Abstract

Abstract In the 2000s RAI television drama makes a temporal turn that coincides with Second Republic’s revisionism of the divided memory of crucial episodes in post-Unification Italian history. This article examines two historical mini-series on Italian migration in the late 1940s and early 1950s, Il Grande Torino/The Great Torino (2005) and Marcinelle/Inferno Below (2003). In both narratives the microhistory of migration lived and performed by ordinary people is coupled with the macrohistory of disaster: respectively the 1949 Superga airplane crash, which brought an end to the Grande Torino football team, and the Marcinelle coalmine fire of 8 August 1956, which killed 136 Italian workers. These historical narratives work within transmedial constellations of cultural memory and interact with institutionalized collective memory.
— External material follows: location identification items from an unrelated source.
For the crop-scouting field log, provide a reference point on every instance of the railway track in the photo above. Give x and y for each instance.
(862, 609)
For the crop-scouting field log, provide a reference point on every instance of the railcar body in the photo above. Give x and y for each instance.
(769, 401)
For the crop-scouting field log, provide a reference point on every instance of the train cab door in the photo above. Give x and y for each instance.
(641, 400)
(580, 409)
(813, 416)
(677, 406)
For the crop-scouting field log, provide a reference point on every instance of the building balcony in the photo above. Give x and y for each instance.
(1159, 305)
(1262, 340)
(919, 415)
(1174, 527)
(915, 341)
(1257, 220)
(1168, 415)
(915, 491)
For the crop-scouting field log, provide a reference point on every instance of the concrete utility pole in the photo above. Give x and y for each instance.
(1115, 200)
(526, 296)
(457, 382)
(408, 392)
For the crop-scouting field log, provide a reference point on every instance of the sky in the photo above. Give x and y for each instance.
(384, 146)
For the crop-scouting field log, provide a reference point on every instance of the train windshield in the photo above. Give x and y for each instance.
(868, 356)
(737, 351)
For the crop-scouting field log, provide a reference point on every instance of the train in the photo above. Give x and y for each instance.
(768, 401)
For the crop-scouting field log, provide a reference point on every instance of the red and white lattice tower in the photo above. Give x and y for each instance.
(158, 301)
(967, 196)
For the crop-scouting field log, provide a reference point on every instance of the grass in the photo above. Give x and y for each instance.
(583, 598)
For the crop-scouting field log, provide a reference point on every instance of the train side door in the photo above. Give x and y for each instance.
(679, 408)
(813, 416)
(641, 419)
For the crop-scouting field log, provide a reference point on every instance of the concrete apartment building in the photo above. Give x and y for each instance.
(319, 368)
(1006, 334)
In both cases the model image of the Italian migrant worker as a redemptive figure of Italy’s post-war regeneration in television documentaries of the 1950s and 1960s is replaced by a contemporary ambivalent representation of the paradoxes of migration, and redemption is activated instead by the story of disaster and as a specific quality of Italian character. Both episodes can be seen as a homage to the sacrifice of labour of the Italian worker with the difference that the main character of Il Grande Torino/The Great Torino sacrifices his individual migrant story to the memory of the Superga disaster, while Marcinelle’s hero becomes the redemptive figure of the Italian migrant worker thanks to the exceptional circumstances created by the mine catastrophe.